The state seems to want to make Brian Dunning out to be some uber clever hacker who defrauded eBay. This has made some of Brian’s critics assume more was involved than really was. Brian did not create some complicated, obfuscated bit of code to trick eBay. Brian’s code still lives in various archives online and if you check it out, it’s pretty clear that what Brian was doing was simple and obvious. There was no obfuscation whatsoever involved. It just wasn’t that sophisticated.
The case also includes very little background of the industry and how it worked. There were two companies involved, eBay and Commission Junction. CJ’s job is to handle affiliate programs and, this is key, fraud prevention. You don’t become a top affiliate with the numbers Brian was pulling and not get noticed. Someone would be looking at you within the first week. And if CJ didn’t catch on quick, you would think eBay would notice as well. In all the years I worked in the internet advertising industry, I’ve never heard of such activity going on for so long without it being detected somehow. It strains credulity to think that neither eBay or CJ knew what was going on.
By far, though, the biggest red flag for me is the way eBay describes the investigation. Somehow an eBay employee was working with the FBI for a year to catch Brian. They even set up a “sting” to catch him in the act. What makes this all so perplexing to me, is that this should have taken all of an afternoon to figure out. I’m serious. To figure out, as the state claims, that users were getting cookie-ed without visiting eBay takes only a little bit of code, and a few hours of waiting. I would hardly call that a sting. We had a name for it in the business: doing our job. It doesn’t take a year of investigation and a scary sounding sting to figure out a fraud method so simple we already solved it in the late 90’s. So, the state’s case, in addition to wanting to make Brian sound like a real hacker, plays up how they claim they caught him.
Really, none of this makes all that much sense. Does this exonerate Brian? Nope. I will not say he is innocent. I can only say that what eBay alleges almost certainly didn’t happen, and I say that based on fifteen years working in the advertising industry. My personal opinion is that people in eBay and CJ knew what was happening, were being compensated well because of the program, and then let Brian take the fall later. In that case, I don’t know who committed the fraud against who. I don’t know how much Brian might have known. My guess is that eBay itself would be on the hook for defrauding other affiliate marketers if people within eBay conspired to jack one affiliate’s numbers up. This is complete conjecture on my part, but even so, it is more believable than eBay’s current claims.

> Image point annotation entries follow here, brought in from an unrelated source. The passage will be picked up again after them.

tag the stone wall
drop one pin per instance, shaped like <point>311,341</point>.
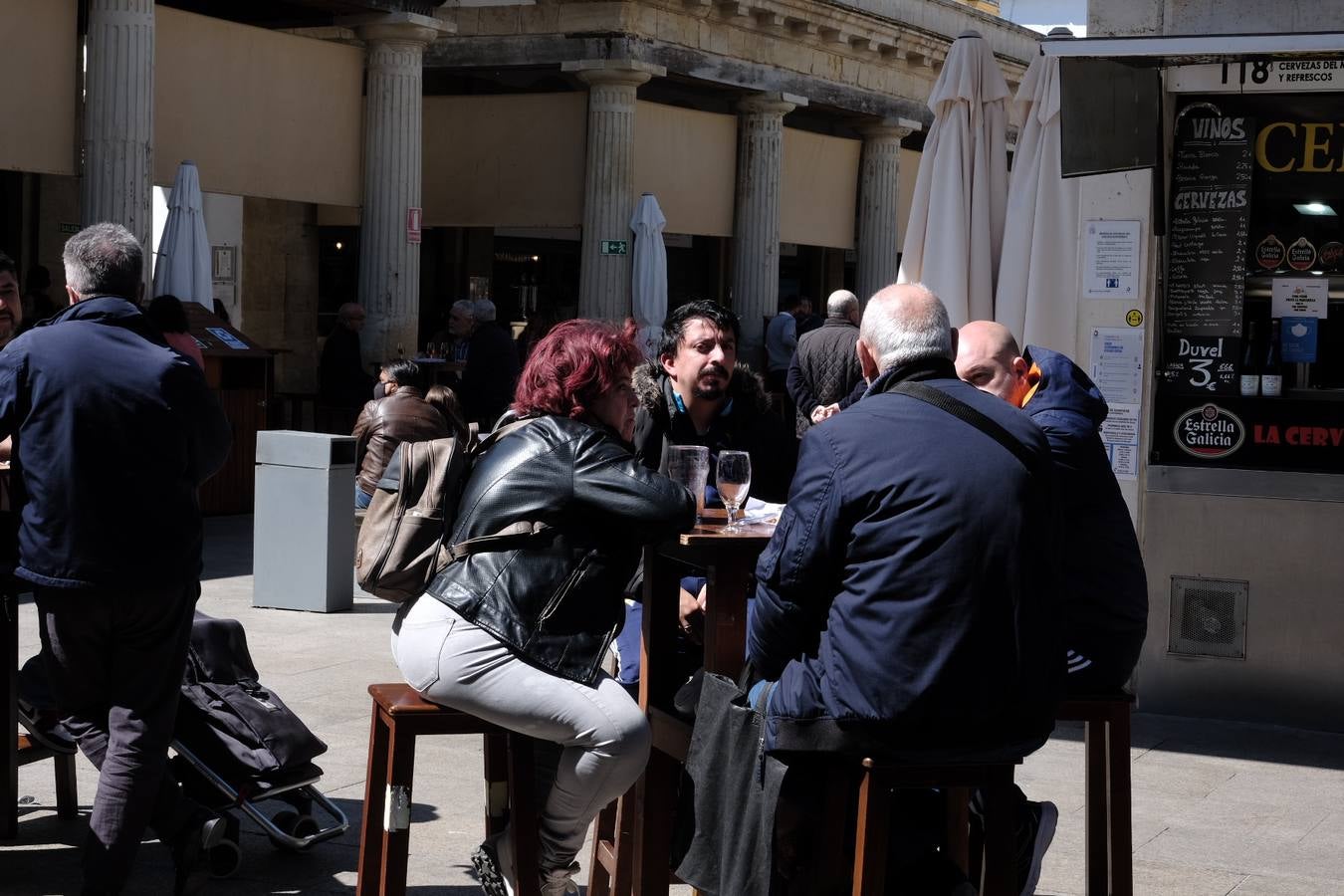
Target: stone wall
<point>817,50</point>
<point>279,291</point>
<point>1151,18</point>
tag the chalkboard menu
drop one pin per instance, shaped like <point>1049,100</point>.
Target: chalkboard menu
<point>1206,262</point>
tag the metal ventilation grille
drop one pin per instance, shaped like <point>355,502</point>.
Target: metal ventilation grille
<point>1209,618</point>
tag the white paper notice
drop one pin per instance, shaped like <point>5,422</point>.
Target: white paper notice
<point>1300,297</point>
<point>1110,258</point>
<point>1117,368</point>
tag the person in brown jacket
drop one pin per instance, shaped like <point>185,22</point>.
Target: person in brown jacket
<point>396,414</point>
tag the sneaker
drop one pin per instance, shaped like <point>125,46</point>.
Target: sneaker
<point>494,864</point>
<point>191,854</point>
<point>1033,837</point>
<point>560,881</point>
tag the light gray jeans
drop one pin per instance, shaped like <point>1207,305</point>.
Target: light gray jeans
<point>603,734</point>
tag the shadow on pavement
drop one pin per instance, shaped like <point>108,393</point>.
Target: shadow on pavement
<point>1228,741</point>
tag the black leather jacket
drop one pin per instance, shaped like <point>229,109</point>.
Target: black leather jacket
<point>558,603</point>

With all that, though, it’s time for Brian to come completely clean if he expects to ever have a future in skepticism. No talk about what his lawyers won’t let him say. No more vague statements. He will have to be more brutally honest with his audience and perhaps himself than he has ever been. Even with that, I think his chances of regaining a leadership role in skepticism to be pretty much nil. If I were him, I would completely open up to my audience, finish my sentence, and then slowly rejoin skepticism making amends where they might be needed. I do wish Brian and his family well. As an optimist and a human being, I believe people can learn from mistakes, be rehabilitated, and have a productive life.
I don’t know if this post comes off too forgiving, too hard, or naive. I hope at a minimum I’ve presented a different side to the story you’re not hearing almost anywhere in the skeptic movement.